Law of Diminishing Marginal Utility

Law of Diminishing Marginal Utility

The law suggests that if consumers consume a unit of a specific commodity that they need, their use of that specific commodity diminishes. This occurs because consumers have many wants and needs that they need to consume constantly hence the consumption of a unit of a given product or service reduces after consumption. The law of diminishing marginal utility is based in several assumptions: that the wants and needs of consumers are unlimited but each want can be satisfied by a commodity and as the consumer gets more and more of that commodity, the need keeps on reducing; that no good can substitute another when it comes to specific wants and needs; and that the use of money for a specific consumer is constant regardless of their wealth (Dittmer, 2005). 

This implies that as a consumer goes to the market, different commodities have different levels of importance depending on the needs and wants of the consumer.
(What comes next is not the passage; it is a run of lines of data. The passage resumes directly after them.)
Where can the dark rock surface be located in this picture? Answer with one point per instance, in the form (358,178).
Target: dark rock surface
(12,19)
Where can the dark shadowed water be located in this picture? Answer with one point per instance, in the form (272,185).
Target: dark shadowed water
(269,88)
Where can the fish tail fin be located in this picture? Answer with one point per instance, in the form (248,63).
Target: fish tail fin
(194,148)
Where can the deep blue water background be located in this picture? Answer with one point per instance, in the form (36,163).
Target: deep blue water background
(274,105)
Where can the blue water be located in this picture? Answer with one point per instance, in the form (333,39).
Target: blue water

In other words, consumer behavior changes as he or he purchases a product as satisfying a want leads to a reduced need for the commodity that satisfied that want.

An example of diminishing marginal utility that I encountered recently is when I went to the restaurant to have a meal. Upon getting to the restaurant, bought drink worth $50 and later ordered a meal that cost $100. The marginal utility then dropped because I was already full and no longer wanted to eat. The dessert remains untouched. The consumer’s satisfaction of the meal explains the diminishing marginal utility as he cannot spend any more money on a meal if he is already full. This also happens for many other consumer commodities such as toiletries, food, beverage and entertainment.